R1 100, R2 200, R3 150

r1 = 100, r2 = 200, r3 = 150
Rx = 200 * 150 / 100 = 300 ohms

All resistors equal

r1 = 1000, r2 = 1000, r3 = 1000
Rx = 1000 ohms

Frequently asked questions

What is the Wheatstone bridge balance equation?

At balance the two divider ratios are equal, R1 / R2 = R3 / Rx. Rearranged, the unknown resistor is Rx = R2 * R3 / R1.

How is the bridge arranged?

Two voltage dividers share one supply. R1 and R2 form the first divider, while R3 and the unknown Rx form the second. A galvanometer connects the two midpoints.

What does a balanced bridge mean?

A balanced bridge has equal voltages at the two midpoints, so no current flows through the detector and it reads zero.

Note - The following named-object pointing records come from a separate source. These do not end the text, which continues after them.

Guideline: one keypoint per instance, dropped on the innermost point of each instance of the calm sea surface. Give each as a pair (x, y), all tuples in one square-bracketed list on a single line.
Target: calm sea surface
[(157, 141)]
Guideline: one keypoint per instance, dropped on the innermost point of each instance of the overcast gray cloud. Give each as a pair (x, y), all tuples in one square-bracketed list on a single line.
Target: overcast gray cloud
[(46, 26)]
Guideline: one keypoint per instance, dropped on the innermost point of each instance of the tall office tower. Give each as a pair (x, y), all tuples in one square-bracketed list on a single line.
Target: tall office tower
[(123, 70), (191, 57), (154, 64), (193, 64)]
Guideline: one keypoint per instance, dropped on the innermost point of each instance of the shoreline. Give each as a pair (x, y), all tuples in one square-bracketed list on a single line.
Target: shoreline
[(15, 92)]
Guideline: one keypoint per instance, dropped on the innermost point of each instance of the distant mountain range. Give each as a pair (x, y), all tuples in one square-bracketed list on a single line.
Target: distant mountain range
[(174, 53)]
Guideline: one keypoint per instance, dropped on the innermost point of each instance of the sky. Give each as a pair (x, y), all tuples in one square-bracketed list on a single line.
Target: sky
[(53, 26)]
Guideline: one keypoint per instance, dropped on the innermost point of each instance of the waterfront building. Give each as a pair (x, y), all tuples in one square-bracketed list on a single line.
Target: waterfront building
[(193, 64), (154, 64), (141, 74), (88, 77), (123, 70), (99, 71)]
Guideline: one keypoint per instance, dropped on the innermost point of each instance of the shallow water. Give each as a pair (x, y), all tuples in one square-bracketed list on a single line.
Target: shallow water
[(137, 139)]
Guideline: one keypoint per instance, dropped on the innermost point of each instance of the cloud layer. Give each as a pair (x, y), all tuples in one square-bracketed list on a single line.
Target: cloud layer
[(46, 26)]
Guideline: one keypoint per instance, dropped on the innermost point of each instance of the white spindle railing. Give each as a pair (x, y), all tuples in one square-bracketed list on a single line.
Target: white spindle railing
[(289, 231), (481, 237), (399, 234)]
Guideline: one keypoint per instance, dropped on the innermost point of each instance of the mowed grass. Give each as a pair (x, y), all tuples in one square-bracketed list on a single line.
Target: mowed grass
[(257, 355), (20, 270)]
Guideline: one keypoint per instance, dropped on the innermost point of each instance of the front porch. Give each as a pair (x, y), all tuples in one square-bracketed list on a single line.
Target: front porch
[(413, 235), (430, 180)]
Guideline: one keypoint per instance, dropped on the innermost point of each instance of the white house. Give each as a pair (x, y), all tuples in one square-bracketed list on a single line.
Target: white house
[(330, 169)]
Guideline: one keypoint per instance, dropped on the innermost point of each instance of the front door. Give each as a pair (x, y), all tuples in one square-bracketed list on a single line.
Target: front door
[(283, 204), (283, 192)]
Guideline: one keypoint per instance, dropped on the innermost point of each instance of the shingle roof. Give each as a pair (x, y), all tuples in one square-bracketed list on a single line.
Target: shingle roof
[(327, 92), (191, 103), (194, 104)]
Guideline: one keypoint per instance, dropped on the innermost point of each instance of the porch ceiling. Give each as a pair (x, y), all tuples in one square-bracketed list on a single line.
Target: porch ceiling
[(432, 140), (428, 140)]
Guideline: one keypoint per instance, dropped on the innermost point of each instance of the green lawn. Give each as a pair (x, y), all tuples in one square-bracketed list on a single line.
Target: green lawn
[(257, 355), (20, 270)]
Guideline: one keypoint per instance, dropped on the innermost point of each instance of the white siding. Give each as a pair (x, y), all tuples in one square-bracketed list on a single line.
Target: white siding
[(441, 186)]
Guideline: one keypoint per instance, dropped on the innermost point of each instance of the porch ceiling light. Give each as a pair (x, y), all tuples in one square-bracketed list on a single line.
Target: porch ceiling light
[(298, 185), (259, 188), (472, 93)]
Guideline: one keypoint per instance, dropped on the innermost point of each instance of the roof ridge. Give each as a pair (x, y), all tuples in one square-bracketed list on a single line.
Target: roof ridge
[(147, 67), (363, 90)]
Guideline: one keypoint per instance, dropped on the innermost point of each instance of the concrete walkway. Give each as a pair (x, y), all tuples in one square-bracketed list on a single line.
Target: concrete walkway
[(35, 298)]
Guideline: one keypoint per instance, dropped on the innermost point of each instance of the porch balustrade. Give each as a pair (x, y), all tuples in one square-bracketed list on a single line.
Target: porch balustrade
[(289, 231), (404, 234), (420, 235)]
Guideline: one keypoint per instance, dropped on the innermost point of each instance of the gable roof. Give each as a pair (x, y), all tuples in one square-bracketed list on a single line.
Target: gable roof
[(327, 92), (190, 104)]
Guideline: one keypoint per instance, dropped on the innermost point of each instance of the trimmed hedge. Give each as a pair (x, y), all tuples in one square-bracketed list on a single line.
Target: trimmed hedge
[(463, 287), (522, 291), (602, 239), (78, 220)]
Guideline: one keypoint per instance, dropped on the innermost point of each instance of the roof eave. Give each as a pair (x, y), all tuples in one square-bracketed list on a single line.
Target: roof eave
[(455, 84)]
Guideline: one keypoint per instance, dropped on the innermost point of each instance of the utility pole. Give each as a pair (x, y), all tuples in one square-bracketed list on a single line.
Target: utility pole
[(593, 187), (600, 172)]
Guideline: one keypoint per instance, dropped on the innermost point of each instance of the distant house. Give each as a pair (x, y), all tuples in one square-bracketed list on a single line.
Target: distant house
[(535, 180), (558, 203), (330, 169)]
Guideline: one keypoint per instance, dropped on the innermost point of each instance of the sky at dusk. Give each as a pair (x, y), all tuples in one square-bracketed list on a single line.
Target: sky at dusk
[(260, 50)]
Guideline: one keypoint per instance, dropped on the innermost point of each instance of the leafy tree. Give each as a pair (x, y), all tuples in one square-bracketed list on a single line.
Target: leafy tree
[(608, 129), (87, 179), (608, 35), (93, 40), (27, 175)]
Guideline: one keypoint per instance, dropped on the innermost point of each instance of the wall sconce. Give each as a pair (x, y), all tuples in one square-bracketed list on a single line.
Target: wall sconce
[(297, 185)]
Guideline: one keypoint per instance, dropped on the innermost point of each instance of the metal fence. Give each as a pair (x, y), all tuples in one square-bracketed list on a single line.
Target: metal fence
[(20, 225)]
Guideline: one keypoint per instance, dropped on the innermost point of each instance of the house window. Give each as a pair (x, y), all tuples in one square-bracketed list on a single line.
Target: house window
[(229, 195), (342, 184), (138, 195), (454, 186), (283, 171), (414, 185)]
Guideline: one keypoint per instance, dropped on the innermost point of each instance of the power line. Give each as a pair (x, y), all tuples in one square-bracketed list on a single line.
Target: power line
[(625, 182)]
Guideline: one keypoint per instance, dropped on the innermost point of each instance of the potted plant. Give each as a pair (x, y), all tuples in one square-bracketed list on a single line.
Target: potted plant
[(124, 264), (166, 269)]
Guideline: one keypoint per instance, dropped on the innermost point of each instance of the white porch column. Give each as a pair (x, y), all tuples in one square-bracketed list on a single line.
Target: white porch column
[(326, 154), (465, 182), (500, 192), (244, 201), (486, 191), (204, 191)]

The ratio condition above then holds exactly.

Why use a Wheatstone bridge instead of an ohmmeter?

A bridge compares the unknown against precise reference resistors at the null point, which is very sensitive and accurate. It does not depend on the exact supply voltage.

Does the supply voltage affect Rx?

No. At balance the result depends only on the ratio of the resistors, so the supply voltage cancels out and does not appear in the formula.